Article
A small incident in the office became nerve-wracking because of what this physician failed to do.
Late one Monday afternoon, as I was returning the last of the day's phone calls, my partner knocked on my office door. "Could you come and look at this patient's leg?" he asked. The woman had a large abscess on her upper thigh and he wanted me to drain it. Since I enjoy doing procedures, I readily agreed.
The patient, who was in her 50s, was lying on the exam table with a drape over her legs. My partner introduced us. Then, as he and his medical student watched, the nurse handed me a syringe of lidocaine so I could numb the 4-centimeter abscess. Then I incised the skin, and pus came rushing out.
"I knew she could do it!" my partner told his patient, before turning to discuss the likely bacterial pathogens with the student. As I withdrew the scalpel, it slipped from my hand. I grabbed it before it hit the floor and felt the blade prick my palm.
I was tired and just wanted to go home.
I finished cleaning and bandaging the patient's skin, and then, with trepidation, went to the sink and rinsed my glove. To my horror, there was a blossom of red under the surface. I took off the glove and scrubbed my skin. A small spot of blood welled in a tiny cut. I grabbed the bottle of hand sanitizer and dumped half of it onto my palm. It stung.
I put a Band-Aid on the cut and tried not to think about it.
I did think about the patient, who'd been well dressed and well spoken-surely not a drug abuser or someone at risk for HIV or hepatitis C. When I got home, I looked up the incidence of HIV transmission from percutaneous exposure when the source was known to be HIV positive. It was one in 300 from a hollow needle, and negligible from solid objects such as scalpels and suture needles.
I barely slept that night.
The next day, as I sat down to write my procedure note in the patient's chart, my eyes fell on the previous page. Under social history, my partner had noted that the patient's boyfriend was HIV positive. My heart felt like it had stopped. I quickly flipped to the lab section of the chart. The patient had been tested for HIV, and the results were negative-but they were more than a year old. Visions of developing end-stage AIDS filled my head.
I wondered what to do. I could confess to my partner that I'd been exposed to the patient's blood and ask that she be called back for an HIV test. I'd volunteer to get tested, too. But I was too embarrassed, so I decided to try to forget about it. After all, the odds were in my favor, given the patient's previous negative HIV status and the type of injury I'd sustained.

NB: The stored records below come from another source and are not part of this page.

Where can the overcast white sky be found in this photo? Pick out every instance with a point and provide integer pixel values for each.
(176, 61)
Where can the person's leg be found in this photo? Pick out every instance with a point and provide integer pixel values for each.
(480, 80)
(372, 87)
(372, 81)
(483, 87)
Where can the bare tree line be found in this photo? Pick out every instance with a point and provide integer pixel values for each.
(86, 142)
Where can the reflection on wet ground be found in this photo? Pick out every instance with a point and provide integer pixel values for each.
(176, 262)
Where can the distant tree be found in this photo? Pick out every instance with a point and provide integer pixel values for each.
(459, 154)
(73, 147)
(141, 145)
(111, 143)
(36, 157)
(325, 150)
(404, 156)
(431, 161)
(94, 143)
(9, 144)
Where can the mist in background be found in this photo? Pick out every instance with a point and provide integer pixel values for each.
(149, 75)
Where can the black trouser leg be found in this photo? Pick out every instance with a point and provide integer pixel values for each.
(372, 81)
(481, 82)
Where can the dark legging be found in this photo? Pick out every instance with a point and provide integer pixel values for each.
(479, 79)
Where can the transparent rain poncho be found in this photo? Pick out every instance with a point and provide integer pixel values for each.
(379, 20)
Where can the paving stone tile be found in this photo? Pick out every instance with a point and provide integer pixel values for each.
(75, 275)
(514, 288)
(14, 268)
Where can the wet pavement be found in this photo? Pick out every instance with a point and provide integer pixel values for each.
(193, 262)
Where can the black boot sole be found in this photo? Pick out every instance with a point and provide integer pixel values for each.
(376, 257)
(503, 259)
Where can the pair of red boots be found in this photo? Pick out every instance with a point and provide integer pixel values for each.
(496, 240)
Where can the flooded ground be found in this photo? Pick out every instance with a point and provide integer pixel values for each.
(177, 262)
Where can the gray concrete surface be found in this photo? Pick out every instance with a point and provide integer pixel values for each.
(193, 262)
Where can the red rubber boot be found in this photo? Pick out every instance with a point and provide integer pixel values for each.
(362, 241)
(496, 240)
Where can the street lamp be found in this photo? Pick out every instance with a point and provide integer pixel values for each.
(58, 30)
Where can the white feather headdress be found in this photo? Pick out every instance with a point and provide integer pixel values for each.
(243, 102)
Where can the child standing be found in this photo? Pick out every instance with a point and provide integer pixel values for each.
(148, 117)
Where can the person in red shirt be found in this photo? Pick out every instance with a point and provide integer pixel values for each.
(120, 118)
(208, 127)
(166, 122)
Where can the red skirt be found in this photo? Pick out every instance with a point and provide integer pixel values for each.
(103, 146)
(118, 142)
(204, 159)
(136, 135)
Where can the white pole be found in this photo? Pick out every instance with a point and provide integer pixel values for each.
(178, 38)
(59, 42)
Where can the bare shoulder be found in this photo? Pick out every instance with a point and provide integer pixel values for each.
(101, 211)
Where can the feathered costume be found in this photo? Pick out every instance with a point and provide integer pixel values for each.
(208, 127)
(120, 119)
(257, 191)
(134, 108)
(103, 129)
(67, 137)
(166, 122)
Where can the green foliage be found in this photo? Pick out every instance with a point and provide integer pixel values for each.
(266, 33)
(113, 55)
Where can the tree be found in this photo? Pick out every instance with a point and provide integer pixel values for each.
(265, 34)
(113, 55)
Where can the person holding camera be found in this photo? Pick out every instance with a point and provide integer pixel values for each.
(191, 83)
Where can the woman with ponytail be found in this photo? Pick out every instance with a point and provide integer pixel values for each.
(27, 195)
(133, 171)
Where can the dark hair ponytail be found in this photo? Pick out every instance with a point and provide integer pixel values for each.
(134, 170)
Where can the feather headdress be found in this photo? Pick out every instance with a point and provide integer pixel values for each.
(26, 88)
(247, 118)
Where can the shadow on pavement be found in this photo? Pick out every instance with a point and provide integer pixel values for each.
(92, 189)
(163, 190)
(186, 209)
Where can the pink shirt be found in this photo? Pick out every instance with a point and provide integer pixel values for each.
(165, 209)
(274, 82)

Denial can take you a long way.
A common cold produces uncommon fears
A month later I developed a sore throat and a low-grade fever, which gave way to sinus congestion. Could this be seroconversion, I wondered in a panic? My symptoms resolved and I decided that it had been just a cold.
I continued to be haunted by the idea that I could be harmed by practicing medicine. Somehow with all of primary care's other problems-the long hours, the fights with insurance companies, the growing demands to see more and more patients, and the constant threat of a lawsuit-this seemed to be the ultimate injustice.